# Lost code for security guard



## frontierboy (Nov 12, 2007)

Replacing controller on my fisher ht and don't have the security code anymore how can you rest it to work again?


----------



## 1olddogtwo (Aug 6, 2007)

OK, think about.......


Keep thinking......






Thinking?







OK,if it was common knowledge to defeat the system, why would it be offered? 

Price out a new module.


----------



## frontierboy (Nov 12, 2007)

I think i found the answer to my own question I do not necessarily need a new module the dealer can reset it with the gray controller or bring the module in and they can so it that way as well. It also seem that they use a key pattern that pushes down all the buttons except for one.



1olddogtwo;2038271 said:


> OK, think about.......
> 
> Keep thinking......
> 
> ...


----------



## Pezza (Feb 15, 2019)

They did it to my controller today.. they used the grey controller with a metal plate that goes on top of your control buttons... it didnt work...so they sold me a power cable for $150 and that didnt work either...now they want to sell me another cable to serve if that's it...


----------



## cwren2472 (Aug 15, 2014)

Pezza said:


> They did it to my controller today.. they used the grey controller with a metal plate that goes on top of your control buttons... it didnt work...so they sold me a power cable for $150 and that didnt work either...now they want to sell me another cable to serve if that's it...

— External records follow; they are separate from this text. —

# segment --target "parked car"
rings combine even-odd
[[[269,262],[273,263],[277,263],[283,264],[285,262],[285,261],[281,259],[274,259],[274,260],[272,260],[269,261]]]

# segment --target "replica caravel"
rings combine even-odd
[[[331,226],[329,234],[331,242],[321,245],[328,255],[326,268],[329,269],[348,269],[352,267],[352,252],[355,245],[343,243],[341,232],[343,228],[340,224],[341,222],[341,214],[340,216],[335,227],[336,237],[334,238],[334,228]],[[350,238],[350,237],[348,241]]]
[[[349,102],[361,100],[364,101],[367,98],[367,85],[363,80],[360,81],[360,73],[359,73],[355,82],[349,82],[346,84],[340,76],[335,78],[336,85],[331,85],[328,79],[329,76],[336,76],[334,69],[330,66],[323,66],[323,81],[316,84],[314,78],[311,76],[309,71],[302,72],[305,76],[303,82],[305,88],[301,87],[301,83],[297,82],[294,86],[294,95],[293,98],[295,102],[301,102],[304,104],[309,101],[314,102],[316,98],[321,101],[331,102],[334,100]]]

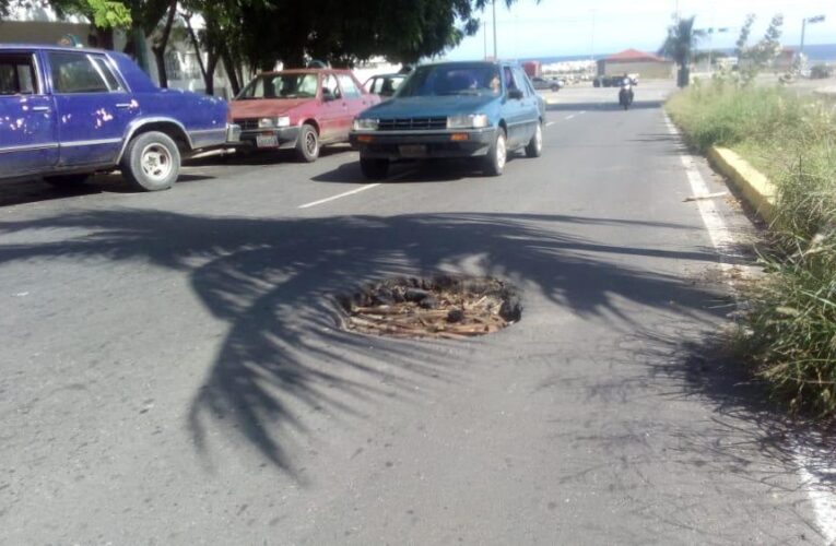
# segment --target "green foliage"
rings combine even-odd
[[[768,281],[747,296],[741,354],[793,411],[836,416],[836,114],[780,87],[716,80],[669,100],[702,150],[730,146],[778,188]]]
[[[694,28],[695,19],[692,16],[674,21],[668,27],[668,37],[659,48],[660,55],[670,57],[680,67],[686,67],[691,62],[692,51],[706,35],[705,31]]]
[[[743,51],[749,45],[749,35],[752,34],[752,24],[755,22],[755,14],[750,13],[746,15],[746,20],[743,22],[743,26],[740,27],[740,35],[738,41],[734,43],[734,55],[740,58]]]
[[[129,28],[131,11],[119,0],[49,0],[59,15],[82,15],[98,28]]]
[[[743,84],[752,82],[761,71],[768,68],[775,61],[781,51],[780,36],[781,26],[784,26],[784,15],[774,15],[769,26],[766,28],[766,33],[764,33],[764,37],[754,46],[747,47],[746,43],[752,22],[754,22],[754,15],[749,15],[737,44],[738,66],[740,67],[738,78]]]
[[[99,28],[129,28],[131,12],[122,2],[114,0],[84,0],[92,13],[93,24]]]

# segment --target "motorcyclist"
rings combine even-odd
[[[629,75],[627,75],[626,72],[621,80],[621,88],[619,90],[619,103],[622,103],[622,96],[625,94],[628,97],[627,104],[633,104],[633,80],[629,78]]]

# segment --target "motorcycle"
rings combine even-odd
[[[619,91],[619,104],[626,110],[633,104],[633,87],[627,84],[622,84]]]

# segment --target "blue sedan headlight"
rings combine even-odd
[[[487,126],[487,116],[484,114],[466,114],[447,118],[447,129],[482,129]]]
[[[377,131],[378,120],[372,118],[355,118],[352,129],[355,131]]]

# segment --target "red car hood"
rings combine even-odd
[[[263,118],[268,116],[283,116],[304,104],[316,100],[315,98],[254,98],[233,100],[229,103],[229,111],[233,118]]]

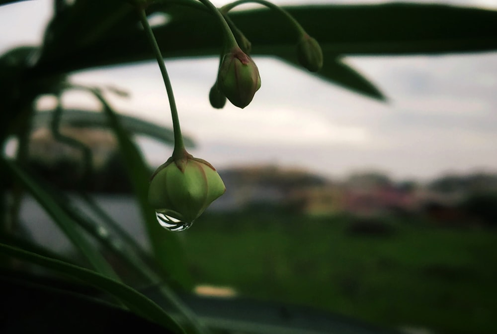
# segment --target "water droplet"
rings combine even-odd
[[[181,232],[184,231],[192,225],[193,221],[183,222],[170,216],[166,215],[162,211],[156,211],[156,216],[157,221],[161,226],[173,232]]]

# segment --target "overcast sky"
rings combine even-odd
[[[444,2],[497,8],[494,0]],[[39,43],[51,11],[45,0],[0,7],[0,31],[8,32],[0,35],[0,53]],[[222,110],[208,98],[217,59],[166,61],[183,131],[198,144],[191,153],[218,169],[278,164],[332,177],[373,169],[421,180],[449,171],[497,171],[497,53],[346,58],[387,96],[388,104],[270,58],[254,60],[262,86],[253,102],[243,110],[227,104]],[[111,99],[119,110],[171,124],[156,63],[92,70],[72,80],[128,90],[131,98]],[[83,96],[67,100],[92,105]],[[170,147],[142,143],[154,163],[171,154]]]

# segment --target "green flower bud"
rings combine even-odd
[[[311,72],[318,72],[323,67],[323,51],[319,43],[307,34],[302,35],[297,45],[299,62]]]
[[[222,109],[226,104],[226,97],[219,91],[217,82],[209,92],[209,101],[211,106],[216,109]]]
[[[224,56],[219,67],[218,88],[234,105],[245,108],[260,88],[259,70],[239,47]]]
[[[212,165],[186,153],[171,157],[152,176],[149,203],[170,230],[186,229],[226,188]]]

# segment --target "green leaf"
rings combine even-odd
[[[54,113],[54,111],[52,111],[36,112],[33,119],[33,129],[46,126],[50,123]],[[116,114],[127,132],[148,136],[167,145],[174,144],[174,133],[172,129],[135,117]],[[107,116],[103,113],[84,110],[64,110],[61,122],[63,126],[89,128],[108,128],[109,126]],[[184,141],[187,147],[195,146],[191,138],[185,137]]]
[[[138,17],[129,10],[131,6],[112,0],[104,1],[102,8],[102,2],[77,1],[54,18],[48,29],[53,33],[51,38],[45,41],[39,63],[32,70],[35,74],[153,59]],[[168,15],[168,22],[154,29],[159,45],[167,46],[162,48],[165,57],[218,55],[222,45],[219,25],[194,3],[187,0],[165,1],[148,8],[149,14]],[[348,55],[497,50],[497,11],[493,10],[418,3],[285,8],[320,42],[325,66],[331,64],[318,75],[377,99],[383,96],[374,85],[336,59]],[[291,26],[279,13],[267,8],[251,9],[230,13],[230,17],[251,42],[252,55],[285,55],[287,60],[296,59],[294,33],[288,32],[292,31]],[[96,26],[87,28],[89,21]],[[62,45],[64,49],[59,47]]]
[[[292,57],[282,56],[281,58],[296,67],[301,67],[296,60]],[[374,84],[344,63],[341,59],[333,59],[329,56],[327,59],[323,68],[317,74],[318,77],[360,94],[382,101],[386,101],[386,98]]]
[[[3,160],[11,176],[27,190],[52,217],[54,222],[99,272],[117,279],[114,270],[102,255],[86,239],[77,224],[59,206],[42,186],[9,160]]]
[[[43,266],[90,284],[112,295],[136,314],[161,325],[175,333],[184,333],[179,325],[159,305],[136,290],[118,281],[89,269],[3,243],[0,243],[0,252]]]
[[[97,5],[94,1],[86,1],[88,6],[90,3]],[[167,45],[163,49],[165,57],[218,55],[221,30],[212,15],[191,7],[165,3],[151,6],[148,12],[164,12],[170,15],[168,23],[154,29],[159,45]],[[412,3],[285,8],[318,40],[323,51],[328,51],[325,62],[331,55],[334,58],[341,55],[438,54],[497,49],[497,11],[493,10]],[[288,22],[278,13],[267,9],[252,9],[234,12],[230,15],[251,42],[252,55],[294,53],[297,41],[293,33],[288,32],[291,31]],[[74,24],[84,22],[85,25],[88,20],[83,17]],[[138,22],[137,16],[130,17],[130,19]],[[56,17],[54,29],[67,28],[57,27],[57,21]],[[82,26],[72,28],[81,29]],[[116,26],[119,25],[116,23]],[[64,40],[56,39],[52,43],[61,45]],[[112,38],[102,37],[81,46],[74,54],[60,51],[52,57],[42,57],[38,69],[50,66],[52,70],[74,70],[153,59],[138,24],[129,26],[120,33],[115,31]]]
[[[97,90],[90,90],[103,105],[110,127],[117,137],[126,168],[143,217],[143,223],[158,261],[164,266],[170,281],[184,288],[191,287],[191,278],[184,260],[184,252],[178,236],[167,231],[157,222],[155,212],[148,204],[151,175],[141,152],[130,139],[117,113]]]

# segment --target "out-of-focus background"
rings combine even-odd
[[[444,3],[497,9],[490,0]],[[0,8],[0,31],[9,32],[0,53],[39,44],[52,10],[45,0]],[[183,130],[197,144],[191,153],[214,165],[227,189],[181,234],[198,292],[306,305],[406,333],[497,332],[496,54],[345,58],[386,103],[270,58],[254,61],[262,86],[253,101],[222,110],[208,98],[217,58],[166,61]],[[122,88],[129,97],[109,97],[116,109],[171,124],[154,62],[71,81]],[[82,93],[65,94],[64,103],[98,108]],[[55,101],[38,104],[50,110]],[[34,134],[32,164],[73,190],[64,171],[77,156],[48,134]],[[98,167],[88,190],[145,243],[114,140],[76,135]],[[151,170],[171,154],[137,139]],[[71,251],[35,202],[23,206],[35,239]]]

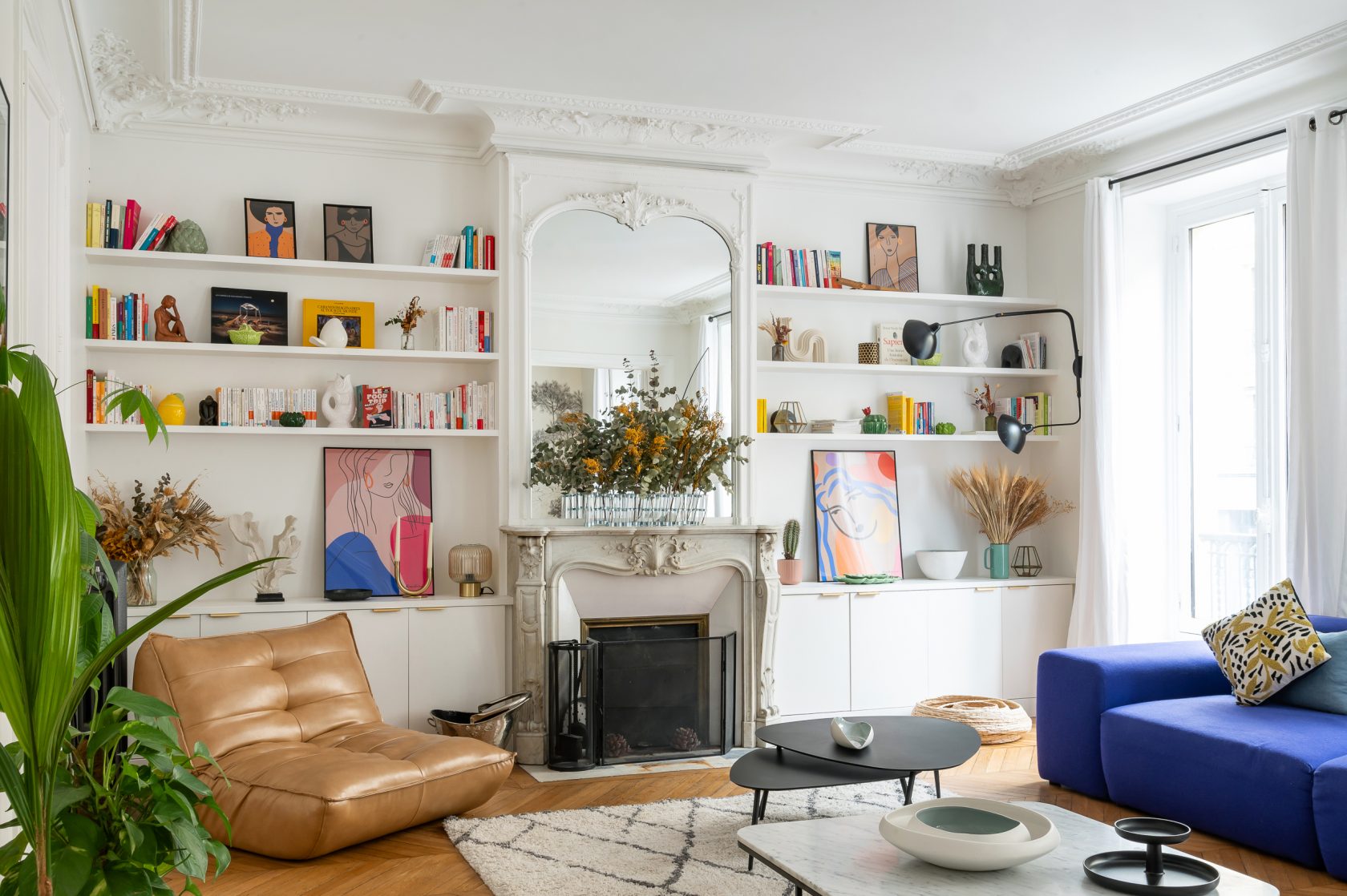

You need a plow side module. No idea why they thought a new cable would fix it the first time, let alone a second time.


----------



## JMHConstruction (Aug 22, 2011)

cwren2472 said:


> You need a plow side module. No idea why they thought a new cable would fix it the first time, let alone a second time.


How else do they add on two $150 cables to a module purchase?


----------



## Pezza (Feb 15, 2019)

cwren2472 said:


> You need a plow side module. No idea why they thought a new cable would fix it the first time, let alone a second time.


I will ask them about plow side module monday. Thank you...


----------